Only countably many points "arrive" at their destination in a finite number of steps. There are uncountably many points that never "arrive," but whose limit is on the circle.
The usual picture given to non-mathematicians about sequences and limits can end up being strongly misleading in cases like this. Just because a sequence never "gets there," the limit is still the limit. This is the same kind of murky area that talks about 0.999... recurring never "getting to" 1. It doesn't have to "get to" 1 because it's never travelling.
It's also the kind of problems that arise when talking about proof by induction. Talking about dominoes falling down is, in the longer term, very misleading. We prove P(1), and we prove that P(n) => P(n+1), then they are all true. They don't become true one by one, they are simply all true - it is what it is.
I hope that helps.
I'm thinking of starting a blog to talk about things like this - it falls between the levels of the non-mathematician and true researcher.
I think I see what you're getting at, but I guess I still don't fully understand. Any thoughts on proving that the perimeter is pi without using the knowledge that the limiting shape is a circle? Does that question make sense? To me it seems strange that for any integer number N (number of times this chunking operation is applied), the perimeter is 4, but somehow in the limit the perimeter is not 4.
Edit: Nevermind, reading cousin_it's posting I think I've got a handle on it. My confusion was exactly the difference between a sequence of approximations, and the limit itself.
Here is another way to see what is happening, that may be more clear from an intuitive sense:
From the puzzle, name the square object S and the circle inside it C_1.

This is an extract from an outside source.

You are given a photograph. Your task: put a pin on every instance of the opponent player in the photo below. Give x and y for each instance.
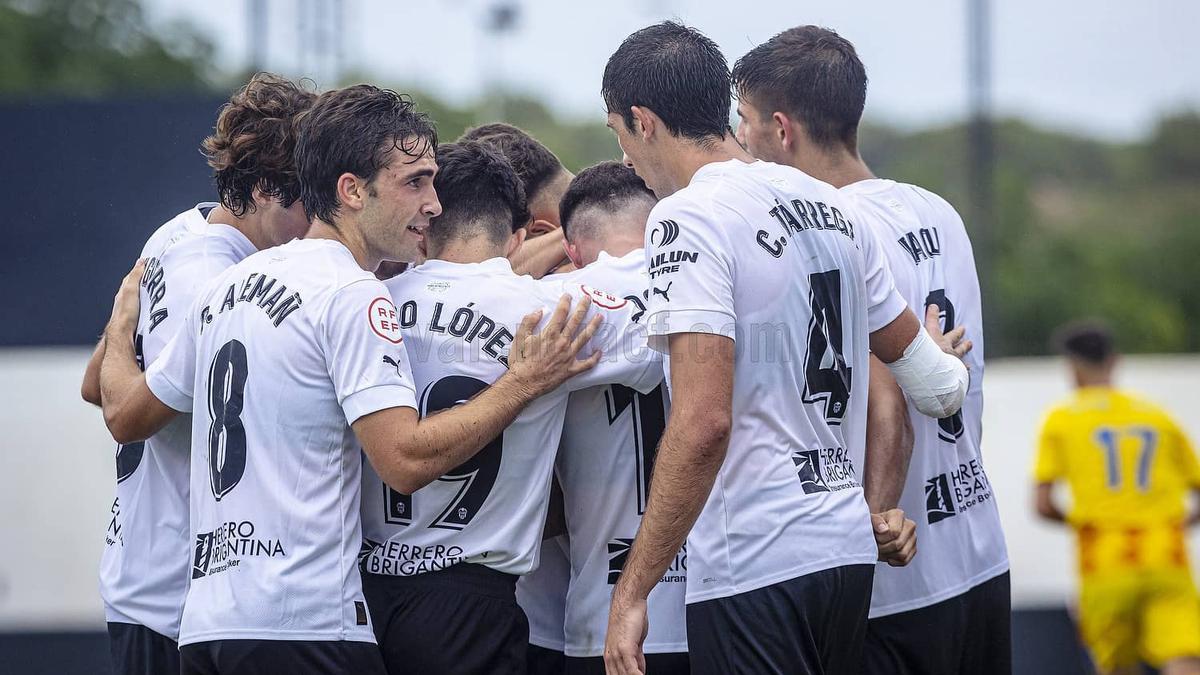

Imagine another circle C_2 that circumscribes the square S from the puzzle. i.e. the corners of the square lie on the circle C_2. Then for each step, when we invert the outer-most corners of the square, we constrict C_2 such that the circle lies on the new outer-most points of S.

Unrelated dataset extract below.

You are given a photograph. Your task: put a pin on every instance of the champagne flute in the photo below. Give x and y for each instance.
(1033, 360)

What happens is that as you repeat this process more and more the outer circle C_2 gets smaller and smaller, approaching the size of the original circle inside the square, C_1.
Also you can infer that the area of S is equal to the area of C_1 and C_2 since (area C_2) -> (area C_1) and (area C_1) <= (area S) <= (area C_2). Which makes sense intuitively, too, since they all enclose the same space.
This tells you nothing about the relationships between the circumference of the objects, though.